Il s’était si bien adapté à son biotope que le jour de ses trente-deux ans, on lui fit un cadeau d’anniversaire qui allait bouleverser son existence. Convoqué en Californie, il avait appris de la bouche même des papes de son Église qu’il était sélectionné pour être intégré à un programme ultraconfidentiel d’augmentation humaine élaboré avec le concours de certains transhumanistes parmi les plus radicaux. Il n’ignorait évidemment pas que d’avoir été choisi impliquait que sa personnalité et ses pathologies avaient été examinées dans les moindres détails, que le milliard de données personnelles qu’il avait émises depuis sa naissance avaient été analysées et traitées en profondeur, qu’il était devenu un Homme nu. Mais c’est précisément cela qui le remplissait de fierté. Qu’on l’ait jugé digne d’appartenir au futur.

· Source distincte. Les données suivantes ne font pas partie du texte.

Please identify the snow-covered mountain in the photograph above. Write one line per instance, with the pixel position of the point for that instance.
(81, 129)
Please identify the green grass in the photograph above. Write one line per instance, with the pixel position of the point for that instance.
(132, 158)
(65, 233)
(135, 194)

La transformation qu’on avait envisagée pour lui et quelques millions d’autres élus prévoyait l’amélioration effective de différentes facultés physiques ou mentales et cognitives. Le post-humain que Jérémie serait bientôt aurait une capacité intellectuelle décuplée et une mémoire prodigieuse. Il verrait dans l’obscurité, ne connaîtrait plus la fatigue. Il deviendrait plus performant, plus créatif, plus empathique. Il s’accomplirait finalement dans la fusion entre l’homme et l’ordinateur après avoir été soustrait au vieillissement et à la mort. Bien sûr, cette avancée spectaculaire dans le Progrès se ferait au détriment d’une immense majorité de laissés-pour-compte. Mais c’était fatal, inexorable et irréversible.
Une prophétie allait ainsi se réaliser. La science accoucherait d’une catastrophe, la création de deux humanités se développant différemment pour la première fois dans l’histoire de l’espèce. Et Jérémie allait appartenir à cette nouvelle race d’hommes. Celle qui ferait des encombrants de l’évolution les chimpanzés du futur.

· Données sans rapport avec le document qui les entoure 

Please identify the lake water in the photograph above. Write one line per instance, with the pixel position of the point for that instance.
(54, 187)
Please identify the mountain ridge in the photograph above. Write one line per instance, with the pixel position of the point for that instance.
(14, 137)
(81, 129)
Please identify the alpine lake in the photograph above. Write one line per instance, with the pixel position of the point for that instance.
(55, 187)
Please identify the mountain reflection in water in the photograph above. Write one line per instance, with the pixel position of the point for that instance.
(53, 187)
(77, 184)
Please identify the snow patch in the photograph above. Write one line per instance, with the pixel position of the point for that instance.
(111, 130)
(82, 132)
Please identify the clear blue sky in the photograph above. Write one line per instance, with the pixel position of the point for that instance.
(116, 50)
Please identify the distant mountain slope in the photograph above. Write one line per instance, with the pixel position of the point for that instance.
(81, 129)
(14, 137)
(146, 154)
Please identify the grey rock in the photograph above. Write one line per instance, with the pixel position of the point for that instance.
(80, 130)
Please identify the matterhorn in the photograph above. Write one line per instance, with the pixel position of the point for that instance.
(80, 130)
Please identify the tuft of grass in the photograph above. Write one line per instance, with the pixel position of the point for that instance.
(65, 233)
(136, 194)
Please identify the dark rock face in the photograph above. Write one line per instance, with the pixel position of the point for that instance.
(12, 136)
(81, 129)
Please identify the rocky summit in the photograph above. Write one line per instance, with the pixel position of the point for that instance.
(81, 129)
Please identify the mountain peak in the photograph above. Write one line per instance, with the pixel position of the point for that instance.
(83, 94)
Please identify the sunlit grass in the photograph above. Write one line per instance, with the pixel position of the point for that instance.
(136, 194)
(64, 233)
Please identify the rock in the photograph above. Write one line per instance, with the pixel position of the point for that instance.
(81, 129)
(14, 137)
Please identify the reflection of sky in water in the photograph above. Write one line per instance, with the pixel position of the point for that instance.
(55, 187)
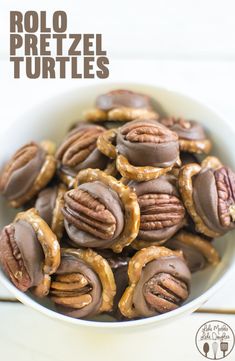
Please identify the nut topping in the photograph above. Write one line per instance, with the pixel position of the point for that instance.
(89, 214)
(79, 145)
(159, 211)
(147, 133)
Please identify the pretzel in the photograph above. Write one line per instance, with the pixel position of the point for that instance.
(136, 264)
(140, 243)
(139, 174)
(129, 201)
(49, 243)
(105, 143)
(95, 115)
(195, 146)
(111, 169)
(186, 189)
(46, 173)
(202, 245)
(103, 270)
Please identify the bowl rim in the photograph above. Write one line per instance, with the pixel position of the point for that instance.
(186, 308)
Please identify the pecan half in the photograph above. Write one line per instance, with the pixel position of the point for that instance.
(27, 172)
(225, 183)
(164, 292)
(159, 281)
(147, 133)
(159, 211)
(11, 259)
(19, 160)
(21, 255)
(88, 214)
(71, 290)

Sauf que le royaume éternel promis depuis Mountain View par des psychotiques béats qui en avaient terminé avec le réel n’advint jamais.

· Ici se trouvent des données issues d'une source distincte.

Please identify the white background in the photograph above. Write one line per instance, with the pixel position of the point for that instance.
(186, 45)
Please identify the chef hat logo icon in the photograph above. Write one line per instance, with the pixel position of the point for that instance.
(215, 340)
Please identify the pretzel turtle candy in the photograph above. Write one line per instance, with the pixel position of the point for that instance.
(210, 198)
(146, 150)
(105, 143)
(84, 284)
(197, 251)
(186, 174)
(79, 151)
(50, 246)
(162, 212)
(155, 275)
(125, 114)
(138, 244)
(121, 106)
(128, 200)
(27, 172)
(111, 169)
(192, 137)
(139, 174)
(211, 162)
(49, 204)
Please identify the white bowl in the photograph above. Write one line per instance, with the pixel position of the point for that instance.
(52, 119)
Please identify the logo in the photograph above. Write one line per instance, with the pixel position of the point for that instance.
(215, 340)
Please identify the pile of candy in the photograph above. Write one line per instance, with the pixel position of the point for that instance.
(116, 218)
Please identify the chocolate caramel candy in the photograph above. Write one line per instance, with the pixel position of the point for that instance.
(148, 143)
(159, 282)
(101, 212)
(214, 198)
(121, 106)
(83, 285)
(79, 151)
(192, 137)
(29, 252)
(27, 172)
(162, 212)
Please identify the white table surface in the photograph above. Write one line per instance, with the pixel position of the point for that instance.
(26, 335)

Au solstice d’été 2048, la planète Terre serait rayée des cartes de la galaxie en un clin d’œil. Le cosmos tout entier, irrité par ce corps gangrené, fistule devenue putride et menaçante, abcès aux trois-quarts ravagé par la misérable engeance qui s’en était proclamée la maîtresse, qui avait éradiqué d’un astre à la beauté autrefois miraculeuse la population animale tout comme elle en avait détruit la végétation, le cosmos réagirait en l’amputant définitivement de son système à titre de prévention.
Il y eut d’abord un souffle vif dans l’atmosphère, simultanément à l’émission par les entrailles conjuguées de la terre et des mers d’un gaz fulgurant, méphitique, qui engendra instantanément onze milliards d’aveugles et provoqua autant d’œdèmes pulmonaires aigus chez les êtres vivants.
L’ampleur universelle et la soudaineté du phénomène avaient naturellement exclu toute réaction humaine. Les bunkers monumentaux que les élites richissimes s’étaient fait construire en Sibérie, Nouvelle-Zélande ou Patagonie en prévision de la révolte des deux milliards de réfugiés climatiques qui se profilait ne serviraient à rien. À ce stade, il ne restait que quelques secondes avant que la planète ne se désintègre dans un Little Bang nullement assourdissant.
En état de détresse absolue, Jérémie n’était plus qu’une poussière de conscience au seuil du néant. Et dans cet instant ultime, quand il comprit que la respiration qu’il mendia au Ciel serait la dernière, ce fut à la fille de l’Océan qu’il pensa.